Luxury brands switch to short leases and pop-up stores as Hong Kong’s rents drop amid record vacancy rate in retail slump
- Louis Vuitton is making the switch, with an Objets Nomades Collection show last month that exhibited furniture and homewares at the Pedder Building
- Sennet Freres returned to Hong Kong as a bespoke wedding gown couturier this month at the space left empty by La Perla in Causeway Bay

Some global luxury brands are switching to short-term leases and pop-up outlets in Hong Kong, taking advantage of cheaper rental charges amid soaring vacancy rates in what was once the world’s most expensive high street commercial property market.
“We have confirmed several deals for big brands to take up between 1,000 square feet and 10,000 sq ft in Central and Causeway Bay for a term ranging from 10 days to three months,” said Oliver Tong, head of retail at JLL in Hong Kong.
The short lease is becoming the survival tactic for retail brands, especially those at the higher end that suffer the most from disappearing foot traffic and vanishing mainland Chinese shoppers, to help them pull through Hong Kong’s worst recession on record and the city’s unprecedented retail slump. Vacancy rates in Central stood at 15.3 per cent in the first quarter while 14.4 per cent of available retail space stood empty in Causeway Bay.
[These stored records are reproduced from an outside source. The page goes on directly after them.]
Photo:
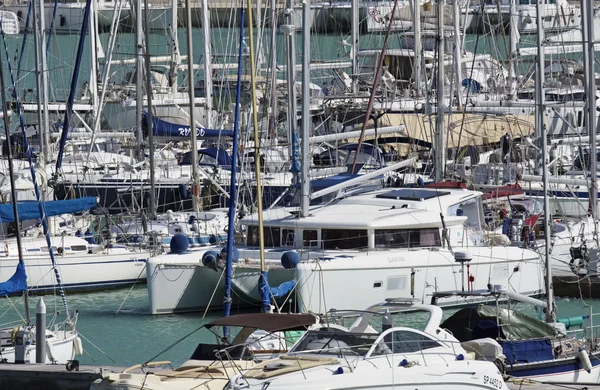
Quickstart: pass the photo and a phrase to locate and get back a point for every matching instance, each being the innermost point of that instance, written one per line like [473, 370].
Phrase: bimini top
[271, 322]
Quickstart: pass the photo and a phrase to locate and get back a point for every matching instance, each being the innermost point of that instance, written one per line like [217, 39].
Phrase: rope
[34, 179]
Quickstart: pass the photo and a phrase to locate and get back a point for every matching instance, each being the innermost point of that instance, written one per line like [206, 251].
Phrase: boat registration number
[185, 131]
[492, 382]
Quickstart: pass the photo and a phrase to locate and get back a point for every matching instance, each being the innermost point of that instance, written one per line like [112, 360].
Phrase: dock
[56, 377]
[576, 286]
[525, 384]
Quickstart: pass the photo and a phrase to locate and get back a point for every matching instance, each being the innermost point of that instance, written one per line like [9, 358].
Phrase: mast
[232, 191]
[440, 142]
[207, 75]
[587, 9]
[13, 191]
[29, 154]
[292, 120]
[514, 40]
[417, 31]
[274, 108]
[40, 56]
[354, 46]
[306, 120]
[457, 54]
[139, 79]
[74, 79]
[152, 205]
[207, 62]
[262, 283]
[542, 132]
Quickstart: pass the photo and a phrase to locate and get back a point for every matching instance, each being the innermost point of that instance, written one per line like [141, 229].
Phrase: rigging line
[130, 290]
[374, 88]
[26, 30]
[464, 108]
[38, 196]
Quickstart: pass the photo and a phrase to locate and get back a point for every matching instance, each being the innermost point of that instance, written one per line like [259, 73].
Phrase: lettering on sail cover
[185, 131]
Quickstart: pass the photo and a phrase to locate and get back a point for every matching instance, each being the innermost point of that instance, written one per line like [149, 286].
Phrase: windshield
[335, 342]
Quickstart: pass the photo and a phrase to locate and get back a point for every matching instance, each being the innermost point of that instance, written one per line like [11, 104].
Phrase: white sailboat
[362, 358]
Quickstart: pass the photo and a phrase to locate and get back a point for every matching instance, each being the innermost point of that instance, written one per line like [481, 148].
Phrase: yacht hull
[323, 285]
[80, 273]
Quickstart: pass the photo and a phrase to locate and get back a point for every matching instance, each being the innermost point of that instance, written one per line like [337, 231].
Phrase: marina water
[116, 324]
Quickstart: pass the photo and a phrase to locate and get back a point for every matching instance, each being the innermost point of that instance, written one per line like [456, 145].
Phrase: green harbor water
[116, 324]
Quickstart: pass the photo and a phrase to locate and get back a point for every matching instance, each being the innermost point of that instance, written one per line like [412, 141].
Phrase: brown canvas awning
[271, 322]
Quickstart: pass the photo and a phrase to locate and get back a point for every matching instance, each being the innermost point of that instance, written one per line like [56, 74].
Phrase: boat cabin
[396, 218]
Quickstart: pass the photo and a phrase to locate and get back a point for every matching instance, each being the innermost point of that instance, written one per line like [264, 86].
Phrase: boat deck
[49, 377]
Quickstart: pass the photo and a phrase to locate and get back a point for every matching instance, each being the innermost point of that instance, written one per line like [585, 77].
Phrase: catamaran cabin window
[344, 239]
[270, 235]
[396, 238]
[472, 209]
[310, 238]
[287, 236]
[405, 341]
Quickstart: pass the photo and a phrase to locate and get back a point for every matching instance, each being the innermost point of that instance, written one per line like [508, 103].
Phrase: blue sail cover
[16, 283]
[162, 128]
[31, 210]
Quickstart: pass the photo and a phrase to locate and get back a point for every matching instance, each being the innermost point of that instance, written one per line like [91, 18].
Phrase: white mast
[542, 133]
[306, 119]
[139, 79]
[514, 40]
[290, 31]
[45, 125]
[457, 54]
[207, 75]
[354, 46]
[207, 63]
[417, 31]
[587, 10]
[440, 143]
Hongkong Land, a unit of the conglomerate Jardine Matheson and the largest landlord in Hong Kong’s Central district, opened hybrid cultural and retail space called BELOWGROUND at the basement of its Landmark Atrium in March. The first show there, called Time Travel, featured local artists Afa Annfa and Chino Lam with the street artist Cope2 on the same floor as the luxury brands Dior Men, Kenzo, Gucci Men and Celine Men.